Our data are audio recordings from an earlier study [22] evaluating the effects of an internet-based support system for patients and caregivers. Patient-caregiver dyads were recruited and recorded at four cancer-center hospitals in the East, Midwest, and Southwest U.S. between September 2004 and May 2009. Although patients with a variety of cancer types participated in several different studies, we had access only to recordings involving only patients with locally advanced (stage IIIB) and metastatic (stage IV) non-small cell lung (NSCLC) cancer. Of 128 recorded visits, half (64) were transcribed for intensive study, involving 51 triads of patient, caregiver, and doctor (some patients had more than one visit). Given the practicalities of doing conversation analytic research including the effort require for detailed transcriptions [21], our selections of interviews excluded those that had no delivery of scan results, discussion of ongoing treatment, or physician involvement (only the nurse saw the patient). Of the 51 patients in our collection, 29 were female and 22 were male, with a mean age of 64 years. Forty patients were white and 6 were non-white; for 5 patients, we did not have ethnic information. Twelve of the caregivers were adult children of the patient, and 36 were a spouse or partner (with no information for three).

3. Results and discussion

Just as medical interviews in primary care have an organization of component activities [2326], oncology care (consultations that follow the initial diagnosis) has a phase structure. Beside the opening and closing, in our data there are three central components that regularly follow this order: review of symptoms (including medication side effects), presentation of imaging test results (e.g., X-ray, computerized axial tomography or CAT scan), and treatment discussions or recommendations, a necessary and vital consideration as physicians monitor the progress of the disease using their symptom reviews and scan results.1 It is within this organization that the appreciation sequence appears, just after the presentation of scan results and before treatment recommendations.
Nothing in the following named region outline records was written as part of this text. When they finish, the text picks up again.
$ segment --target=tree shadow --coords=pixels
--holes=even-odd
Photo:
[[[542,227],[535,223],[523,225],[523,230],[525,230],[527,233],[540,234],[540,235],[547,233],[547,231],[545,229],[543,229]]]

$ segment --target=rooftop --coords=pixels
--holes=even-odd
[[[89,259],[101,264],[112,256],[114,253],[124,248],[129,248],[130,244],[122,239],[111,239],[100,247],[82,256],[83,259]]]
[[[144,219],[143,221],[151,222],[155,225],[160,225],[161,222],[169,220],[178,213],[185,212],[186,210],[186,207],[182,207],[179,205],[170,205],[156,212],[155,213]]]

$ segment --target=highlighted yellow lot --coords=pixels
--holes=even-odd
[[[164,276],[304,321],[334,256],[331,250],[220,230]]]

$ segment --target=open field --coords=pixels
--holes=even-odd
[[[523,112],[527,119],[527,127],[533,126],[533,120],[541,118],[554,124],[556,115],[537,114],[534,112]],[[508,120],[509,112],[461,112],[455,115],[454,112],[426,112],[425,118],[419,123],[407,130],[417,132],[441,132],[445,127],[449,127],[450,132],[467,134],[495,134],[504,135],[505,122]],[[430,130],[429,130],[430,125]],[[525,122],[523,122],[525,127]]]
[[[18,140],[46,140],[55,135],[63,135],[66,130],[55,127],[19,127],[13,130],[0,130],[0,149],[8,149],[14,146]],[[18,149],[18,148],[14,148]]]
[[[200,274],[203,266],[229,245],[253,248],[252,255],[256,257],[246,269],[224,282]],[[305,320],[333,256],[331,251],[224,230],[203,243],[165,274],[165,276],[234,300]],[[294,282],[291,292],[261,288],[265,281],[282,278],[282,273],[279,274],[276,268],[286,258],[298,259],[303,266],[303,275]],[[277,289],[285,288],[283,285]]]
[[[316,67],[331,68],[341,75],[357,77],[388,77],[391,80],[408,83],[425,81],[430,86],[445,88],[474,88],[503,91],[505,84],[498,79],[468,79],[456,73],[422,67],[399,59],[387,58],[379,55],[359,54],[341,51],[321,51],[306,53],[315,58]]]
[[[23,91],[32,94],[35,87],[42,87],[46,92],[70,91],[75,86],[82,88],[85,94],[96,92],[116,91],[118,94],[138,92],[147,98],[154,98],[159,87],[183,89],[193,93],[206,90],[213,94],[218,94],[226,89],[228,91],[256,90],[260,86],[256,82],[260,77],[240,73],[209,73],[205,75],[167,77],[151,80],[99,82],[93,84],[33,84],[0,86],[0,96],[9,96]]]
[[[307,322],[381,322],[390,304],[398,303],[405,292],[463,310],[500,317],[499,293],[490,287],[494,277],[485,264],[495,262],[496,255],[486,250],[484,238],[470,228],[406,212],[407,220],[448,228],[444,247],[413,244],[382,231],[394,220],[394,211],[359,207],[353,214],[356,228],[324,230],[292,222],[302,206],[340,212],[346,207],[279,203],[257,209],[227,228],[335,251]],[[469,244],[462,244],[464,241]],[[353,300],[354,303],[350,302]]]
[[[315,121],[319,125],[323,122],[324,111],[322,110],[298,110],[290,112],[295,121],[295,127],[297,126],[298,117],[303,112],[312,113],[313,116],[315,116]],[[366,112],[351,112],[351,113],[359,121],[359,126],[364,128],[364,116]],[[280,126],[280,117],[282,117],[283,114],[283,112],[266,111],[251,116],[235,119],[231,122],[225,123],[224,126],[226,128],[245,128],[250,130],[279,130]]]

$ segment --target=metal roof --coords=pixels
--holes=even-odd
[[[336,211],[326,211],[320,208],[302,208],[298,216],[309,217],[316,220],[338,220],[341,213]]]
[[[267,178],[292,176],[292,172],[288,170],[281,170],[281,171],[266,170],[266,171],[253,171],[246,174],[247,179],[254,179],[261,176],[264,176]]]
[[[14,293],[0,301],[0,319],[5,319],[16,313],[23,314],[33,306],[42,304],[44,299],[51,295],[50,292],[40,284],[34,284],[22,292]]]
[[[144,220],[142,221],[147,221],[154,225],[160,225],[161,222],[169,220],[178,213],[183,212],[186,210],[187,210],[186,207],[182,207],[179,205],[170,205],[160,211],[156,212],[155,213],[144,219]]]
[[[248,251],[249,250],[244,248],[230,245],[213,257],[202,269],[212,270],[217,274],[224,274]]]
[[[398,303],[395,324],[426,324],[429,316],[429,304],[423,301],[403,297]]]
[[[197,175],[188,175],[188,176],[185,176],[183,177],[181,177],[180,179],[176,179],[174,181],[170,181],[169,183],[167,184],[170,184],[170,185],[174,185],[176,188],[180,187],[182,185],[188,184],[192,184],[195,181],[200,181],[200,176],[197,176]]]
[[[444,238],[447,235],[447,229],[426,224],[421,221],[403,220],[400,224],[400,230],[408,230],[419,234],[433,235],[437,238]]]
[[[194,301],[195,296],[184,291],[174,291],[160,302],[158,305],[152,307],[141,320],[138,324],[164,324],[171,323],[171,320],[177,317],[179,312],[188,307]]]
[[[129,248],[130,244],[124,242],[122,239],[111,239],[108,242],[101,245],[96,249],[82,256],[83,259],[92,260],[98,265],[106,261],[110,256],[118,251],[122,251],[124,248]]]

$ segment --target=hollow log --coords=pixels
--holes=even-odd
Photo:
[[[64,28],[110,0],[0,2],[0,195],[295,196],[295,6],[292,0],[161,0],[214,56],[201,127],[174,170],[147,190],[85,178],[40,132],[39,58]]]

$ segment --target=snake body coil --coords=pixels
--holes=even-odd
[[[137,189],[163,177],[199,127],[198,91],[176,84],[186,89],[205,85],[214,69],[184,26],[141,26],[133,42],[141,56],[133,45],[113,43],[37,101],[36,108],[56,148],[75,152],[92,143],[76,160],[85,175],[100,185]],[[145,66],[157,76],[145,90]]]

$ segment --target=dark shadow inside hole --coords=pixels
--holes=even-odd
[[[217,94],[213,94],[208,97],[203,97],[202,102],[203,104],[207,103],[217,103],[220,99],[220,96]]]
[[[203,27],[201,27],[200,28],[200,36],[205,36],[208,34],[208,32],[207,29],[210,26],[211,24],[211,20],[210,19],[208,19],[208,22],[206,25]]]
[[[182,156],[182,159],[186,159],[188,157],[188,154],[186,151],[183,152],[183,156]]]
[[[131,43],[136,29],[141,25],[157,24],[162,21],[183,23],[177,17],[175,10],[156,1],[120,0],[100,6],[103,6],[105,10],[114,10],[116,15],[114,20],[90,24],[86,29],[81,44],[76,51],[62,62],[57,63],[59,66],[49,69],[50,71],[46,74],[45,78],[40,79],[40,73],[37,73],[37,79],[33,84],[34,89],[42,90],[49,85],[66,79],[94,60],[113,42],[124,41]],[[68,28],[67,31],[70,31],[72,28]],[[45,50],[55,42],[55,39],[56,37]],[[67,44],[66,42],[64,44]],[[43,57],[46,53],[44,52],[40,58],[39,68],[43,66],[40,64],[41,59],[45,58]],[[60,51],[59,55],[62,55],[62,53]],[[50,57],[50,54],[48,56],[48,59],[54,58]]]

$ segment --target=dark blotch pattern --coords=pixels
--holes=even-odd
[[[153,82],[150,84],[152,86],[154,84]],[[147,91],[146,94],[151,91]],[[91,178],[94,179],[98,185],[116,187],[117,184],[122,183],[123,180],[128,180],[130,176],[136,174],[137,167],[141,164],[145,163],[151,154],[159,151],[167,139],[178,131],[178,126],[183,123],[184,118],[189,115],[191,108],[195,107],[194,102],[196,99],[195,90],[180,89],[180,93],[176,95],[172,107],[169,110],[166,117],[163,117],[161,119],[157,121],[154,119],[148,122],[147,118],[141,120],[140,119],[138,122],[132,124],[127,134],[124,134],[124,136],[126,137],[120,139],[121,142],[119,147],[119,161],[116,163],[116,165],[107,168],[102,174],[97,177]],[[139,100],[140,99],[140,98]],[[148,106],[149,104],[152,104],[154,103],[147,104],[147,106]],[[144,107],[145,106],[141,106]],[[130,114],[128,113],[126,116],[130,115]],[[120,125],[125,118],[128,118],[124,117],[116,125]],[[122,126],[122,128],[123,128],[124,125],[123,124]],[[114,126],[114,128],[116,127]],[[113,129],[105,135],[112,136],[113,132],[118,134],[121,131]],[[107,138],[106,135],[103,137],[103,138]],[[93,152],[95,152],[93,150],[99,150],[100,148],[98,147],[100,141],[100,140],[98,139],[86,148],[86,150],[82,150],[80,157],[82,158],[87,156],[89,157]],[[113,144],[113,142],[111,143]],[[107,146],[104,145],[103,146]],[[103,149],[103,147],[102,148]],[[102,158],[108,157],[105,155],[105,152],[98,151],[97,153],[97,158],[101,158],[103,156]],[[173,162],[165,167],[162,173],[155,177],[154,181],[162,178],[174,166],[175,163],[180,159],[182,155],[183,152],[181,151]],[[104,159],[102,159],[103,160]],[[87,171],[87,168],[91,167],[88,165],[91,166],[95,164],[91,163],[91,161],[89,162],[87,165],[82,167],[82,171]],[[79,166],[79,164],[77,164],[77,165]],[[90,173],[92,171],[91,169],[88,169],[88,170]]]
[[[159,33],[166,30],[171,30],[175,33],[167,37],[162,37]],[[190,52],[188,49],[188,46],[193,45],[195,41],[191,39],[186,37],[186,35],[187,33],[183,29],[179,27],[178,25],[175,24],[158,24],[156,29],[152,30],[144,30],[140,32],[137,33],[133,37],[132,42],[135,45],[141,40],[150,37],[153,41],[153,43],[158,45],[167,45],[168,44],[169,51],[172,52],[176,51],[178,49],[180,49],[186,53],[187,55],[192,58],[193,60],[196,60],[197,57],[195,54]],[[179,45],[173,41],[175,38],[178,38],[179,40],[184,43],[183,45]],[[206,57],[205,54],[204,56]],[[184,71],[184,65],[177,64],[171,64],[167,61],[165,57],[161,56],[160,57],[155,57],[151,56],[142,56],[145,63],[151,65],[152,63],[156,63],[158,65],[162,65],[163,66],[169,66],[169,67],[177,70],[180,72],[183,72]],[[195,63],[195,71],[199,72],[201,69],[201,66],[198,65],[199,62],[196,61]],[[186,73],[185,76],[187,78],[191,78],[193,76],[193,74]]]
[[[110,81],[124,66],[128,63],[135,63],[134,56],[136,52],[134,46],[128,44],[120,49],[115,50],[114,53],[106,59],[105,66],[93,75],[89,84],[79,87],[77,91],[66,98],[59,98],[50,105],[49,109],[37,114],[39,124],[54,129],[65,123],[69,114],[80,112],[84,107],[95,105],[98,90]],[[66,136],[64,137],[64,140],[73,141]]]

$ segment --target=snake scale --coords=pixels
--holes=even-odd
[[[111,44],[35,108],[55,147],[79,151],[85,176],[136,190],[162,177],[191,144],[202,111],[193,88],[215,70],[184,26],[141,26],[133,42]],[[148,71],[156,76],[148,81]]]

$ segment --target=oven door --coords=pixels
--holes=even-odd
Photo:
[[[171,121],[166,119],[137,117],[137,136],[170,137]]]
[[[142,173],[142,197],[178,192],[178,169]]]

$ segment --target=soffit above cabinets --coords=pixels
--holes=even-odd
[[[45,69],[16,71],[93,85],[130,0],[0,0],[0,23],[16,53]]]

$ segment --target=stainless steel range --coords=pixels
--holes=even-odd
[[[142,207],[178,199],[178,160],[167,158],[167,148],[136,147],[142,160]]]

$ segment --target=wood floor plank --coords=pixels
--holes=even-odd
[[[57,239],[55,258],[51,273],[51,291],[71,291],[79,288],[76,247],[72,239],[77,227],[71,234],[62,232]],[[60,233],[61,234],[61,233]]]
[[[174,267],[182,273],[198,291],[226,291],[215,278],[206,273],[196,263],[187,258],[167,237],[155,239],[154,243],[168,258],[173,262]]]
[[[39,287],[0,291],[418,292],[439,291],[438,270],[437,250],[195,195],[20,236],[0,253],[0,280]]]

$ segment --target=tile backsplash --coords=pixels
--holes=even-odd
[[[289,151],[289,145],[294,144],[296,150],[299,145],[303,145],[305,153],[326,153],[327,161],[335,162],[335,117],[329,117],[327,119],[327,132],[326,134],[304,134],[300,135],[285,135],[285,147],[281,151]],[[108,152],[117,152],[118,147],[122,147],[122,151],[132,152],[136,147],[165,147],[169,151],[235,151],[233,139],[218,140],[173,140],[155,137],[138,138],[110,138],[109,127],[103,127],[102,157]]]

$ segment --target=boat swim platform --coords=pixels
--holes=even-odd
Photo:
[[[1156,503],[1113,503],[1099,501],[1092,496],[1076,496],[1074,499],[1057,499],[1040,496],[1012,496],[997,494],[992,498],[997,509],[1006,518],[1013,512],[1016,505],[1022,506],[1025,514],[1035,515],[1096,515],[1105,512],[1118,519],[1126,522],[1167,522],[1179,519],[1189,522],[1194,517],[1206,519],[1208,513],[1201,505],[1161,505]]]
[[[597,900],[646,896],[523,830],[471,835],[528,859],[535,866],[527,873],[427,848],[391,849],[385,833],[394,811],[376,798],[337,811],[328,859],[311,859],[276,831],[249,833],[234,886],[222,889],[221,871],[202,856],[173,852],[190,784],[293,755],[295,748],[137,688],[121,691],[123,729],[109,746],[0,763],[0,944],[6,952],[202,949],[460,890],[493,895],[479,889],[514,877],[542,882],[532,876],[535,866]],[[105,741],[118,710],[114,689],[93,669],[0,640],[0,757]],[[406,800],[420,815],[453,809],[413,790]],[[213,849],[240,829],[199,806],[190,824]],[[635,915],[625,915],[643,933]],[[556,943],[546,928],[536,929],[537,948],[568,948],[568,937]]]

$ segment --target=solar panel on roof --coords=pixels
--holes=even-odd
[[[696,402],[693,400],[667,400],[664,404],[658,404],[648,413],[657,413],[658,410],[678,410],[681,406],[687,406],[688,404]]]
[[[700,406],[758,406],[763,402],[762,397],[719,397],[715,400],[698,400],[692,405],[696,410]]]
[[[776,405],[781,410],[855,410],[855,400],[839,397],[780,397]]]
3.1. Delivering scan results

In the oncology clinic, physicians deliver news that is post-diagnosis and involves the results from scans or X-rays rather than initial identification of illness [2831 ]. Ideally, because physicians have disclosed that there is no cure and that the median time from diagnosis to death is about 12 months, subsequent news deliveries about symptoms and scans occur in a context of “open” death awareness, where patients and family members as well as clinicians know that the person is dying [3234]. In fact, however, for many reasons patients may be in other kinds of “awareness contexts” about the imminence of death, from “closed” to “suspected” to “mutual pretense” [32:11]. When oncologists have the results of an imaging test to report, the news falls into one of three categories as the cancer may have improved, remained stable—the patient’s tumor is found neither to have grown nor subsided within a standardized range [35]—or worsened. Patients are more or less cognizant of these distinct possibilities, and these news deliveries about an ongoing cancer have the typical talk-based asymmetries associated with favorable and unfavorable diagnoses [29,36,37]. It is in the context of stable news that we first noticed what we have come to call the appreciation sequence. Accordingly, we begin by considering such news and how the appreciation sequence emerges and is organized. Subsequently, we show its presence in relation to both bad and good cancer news.2

3.2. Tumor stability; occasioning appreciation

The most frequent kind of news in our data is that which suggests the patient’s tumor had neither grown nor subsided. Physicians use different expressions of this stability, as in “It doesn’t look any different (5.19), “looked exactly the same as before (16.16), “things look stable” (12.31), or “Your lung scan looked pretty darn uh stable” (11.19). Physicians deliver such news mostly as they do with good tidings, enacting patterns of “exposing” the news. Much as physicians may present the news as good, however, patients often receive it in a very measured kind of way, as if it were bad news.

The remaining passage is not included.